Sobre a arrogância da ciência

Quando o conhecimento científico actual colide com as convicções de alguma pessoa menos inclinada para a curiosidade científica, é comum ouvirmos: “lá vêm a ciência e a sua arrogância!”

Ora, tenho de vos dizer: não encontro qualquer arrogância na ciência enquanto actividade. Que um cientista específico seja pessoalmente arrogante, com certeza que sim: há arrogantes em todo o lado… Também posso concordar que alguns cientistas assumem atitudes arrogantes perante os outros. Mas a ciência em si não é arrogante; é, talvez, a própria encarnação da humildade intelectual.

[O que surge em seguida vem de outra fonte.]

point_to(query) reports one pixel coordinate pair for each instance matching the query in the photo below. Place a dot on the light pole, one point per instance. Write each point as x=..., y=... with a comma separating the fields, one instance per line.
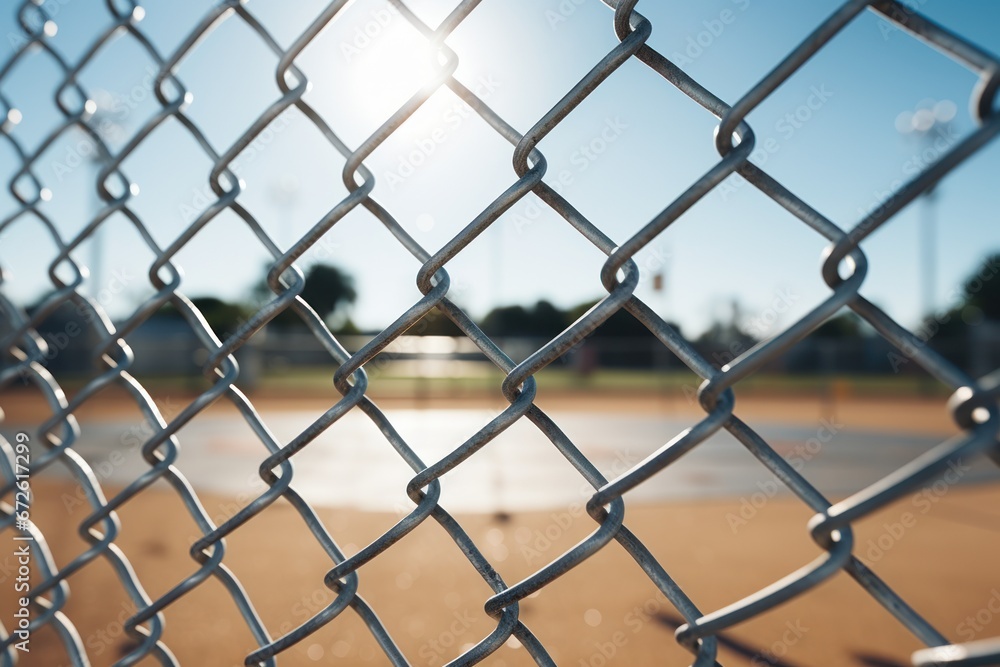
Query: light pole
x=929, y=124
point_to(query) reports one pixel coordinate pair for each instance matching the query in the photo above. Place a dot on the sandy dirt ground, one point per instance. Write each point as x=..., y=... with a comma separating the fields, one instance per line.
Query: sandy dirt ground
x=604, y=612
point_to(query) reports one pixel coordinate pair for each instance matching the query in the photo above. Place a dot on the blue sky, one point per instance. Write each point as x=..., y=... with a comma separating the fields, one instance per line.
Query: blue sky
x=621, y=157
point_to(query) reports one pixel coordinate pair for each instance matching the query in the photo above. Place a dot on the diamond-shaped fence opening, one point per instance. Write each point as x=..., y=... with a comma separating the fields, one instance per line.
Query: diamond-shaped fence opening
x=193, y=477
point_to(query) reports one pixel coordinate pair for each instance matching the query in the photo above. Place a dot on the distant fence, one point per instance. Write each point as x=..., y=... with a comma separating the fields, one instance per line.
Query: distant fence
x=973, y=402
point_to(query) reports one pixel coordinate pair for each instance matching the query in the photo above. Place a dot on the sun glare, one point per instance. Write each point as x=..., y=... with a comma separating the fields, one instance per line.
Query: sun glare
x=391, y=62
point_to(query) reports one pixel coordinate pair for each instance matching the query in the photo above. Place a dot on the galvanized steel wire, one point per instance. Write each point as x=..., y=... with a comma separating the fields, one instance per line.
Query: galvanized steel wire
x=973, y=403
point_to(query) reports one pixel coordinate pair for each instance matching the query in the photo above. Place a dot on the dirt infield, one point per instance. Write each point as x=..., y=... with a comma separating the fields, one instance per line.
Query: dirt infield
x=604, y=612
x=905, y=414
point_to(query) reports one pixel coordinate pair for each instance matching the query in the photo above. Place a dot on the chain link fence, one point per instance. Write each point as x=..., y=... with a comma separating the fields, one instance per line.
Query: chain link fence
x=973, y=401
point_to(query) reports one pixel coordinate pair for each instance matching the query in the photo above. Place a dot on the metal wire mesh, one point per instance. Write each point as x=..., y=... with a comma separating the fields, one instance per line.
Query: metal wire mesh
x=973, y=402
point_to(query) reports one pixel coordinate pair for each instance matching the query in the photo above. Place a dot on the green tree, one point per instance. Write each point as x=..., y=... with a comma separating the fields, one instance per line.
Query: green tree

Para vos explicar o que quero dizer, imaginem uma aldeia onde ocorreu um crime: alguém matou o padre. O presidente da Câmara está absolutamente convencido que foi o professor. Aparece um investigador da cidade e começa por dizer que não sabe quem matou o padre. O presidente da Câmara fica impaciente: 

“Já lhe disse que foi o professor! Tenho a certeza! Basta conhecê-lo!” 

O investigador regista a opinião, mas precisa de provas; não tem certezas. O presidente da Câmara acusa-o de arrogância: 

“Provas? Estou a dizer quem foi! Não precisa de mais investigações nem de provas! O culpado está encontrado.” 

O investigador não desarma e, dias depois, apresenta provas concretas que apontam para o verdadeiro culpado — não deixando de dizer que é a sua teoria, que terá de ser testada em tribunal. O presidente da Câmara não aceita esta teoria. Continua a acusar o investigador de arrogância — e apresenta uma série de dúvidas. O investigador aceita as dúvidas, investiga mais um pouco, responde a essas mesmas dúvidas com dados concretos. O presidente da Câmara irrita-se: 

“Lá continua você com a martelar-me a cabeça com a sua teoria! A verdade é o que eu lhe disse, ponto final! Não seja arrogante!”

Reparem num pormenor: o culpado até podia ser o professor. O investigador não começou o seu trabalho pressupondo que o professor não era o culpado. Provavelmente, até começou por testar essa hipótese...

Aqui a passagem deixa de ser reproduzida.